In the rush to patent and own the genetic materials of food and farming, this needed discussion has been shelved. Instead of pretending to regulate these crops, perhaps we should just jump ahead to the real discussion of what will be the consequences in the long term for Hawai'i's conventional and organic crops, soil microorganisms, and bacteria and viruses that will be receivers of genetically engineered genes.

It is not too late to contemplate the bigger picture. Should genetic material of unrelated species be mixed together and should "life" be patented and owned?

On Aug. 11, the journal Nature reported that Environmental Protection Agency scientists in Oregon had discovered that a strain of GMO herbicide-tolerant (to Roundup) bentgrass designed for golf courses by Scotts Co. had "escaped into the wild" and had been found 3.8 kilometers outside the experimental field trial.

Papers reported it was the "first known transgenic crop to escape into the wild." But this is not true. Herbicide-tolerant genes have been found in many weeds (superweeds), across the U.S. and Canada. Closer to home, wild papaya growing on the island of Hawai'i has been tested and found to contain the patented genes of the University of Hawai'i-Manoa's Rainbow and Sun-up papaya varieties. This "escape" happens as birds, animals, and humans inadvertently move unlabeled papaya seed in the environment. The GMO papaya on trees at UH's first field trial site in Puna in 1998 were hardly yellow on the tree when local residents began taking them from the test site and planting them out. "Escape" occurs in many ways.

In the most recent contamination incident, the USDA announced that genes from an unapproved herbicide-tolerant long grain rice, created by Bayer Cropscience, had been found in commercial supplies across the US. Immediately, Japan closed the door to all U.S. long grain rice imports and the European Union was considering a similar move.

It is unknown at this time how the contamination occurred, but it is possible that a field trial in a rice-growing region could be the source of contamination.
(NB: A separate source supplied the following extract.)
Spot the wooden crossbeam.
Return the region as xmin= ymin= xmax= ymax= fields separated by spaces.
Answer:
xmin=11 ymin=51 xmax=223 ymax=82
Approving grass trials in the center of the "grass seed-growing region of Oregon" or rice trials in the rice-growing regions of the U.S. shows little foresight and recognition of nature's ability to "go forth and reproduce."

Once again, the courts of Hawai'i have given concerned citizens hope that environmental justice and common sense can prevail. We now know that this technology is not as safe and predictable, and regulation not as effective as the industry and federal and state regulators would have the public believe. Industry must stop putting the public and the environment at risk in pursuit of profits, and must soberly consider the consequences of live reproducing organisms on future generations.

Nancy Redfeather is a teacher/gardener from Kona where she and her husband, Gerry Herbert, have an experimental/educationalmini-farm.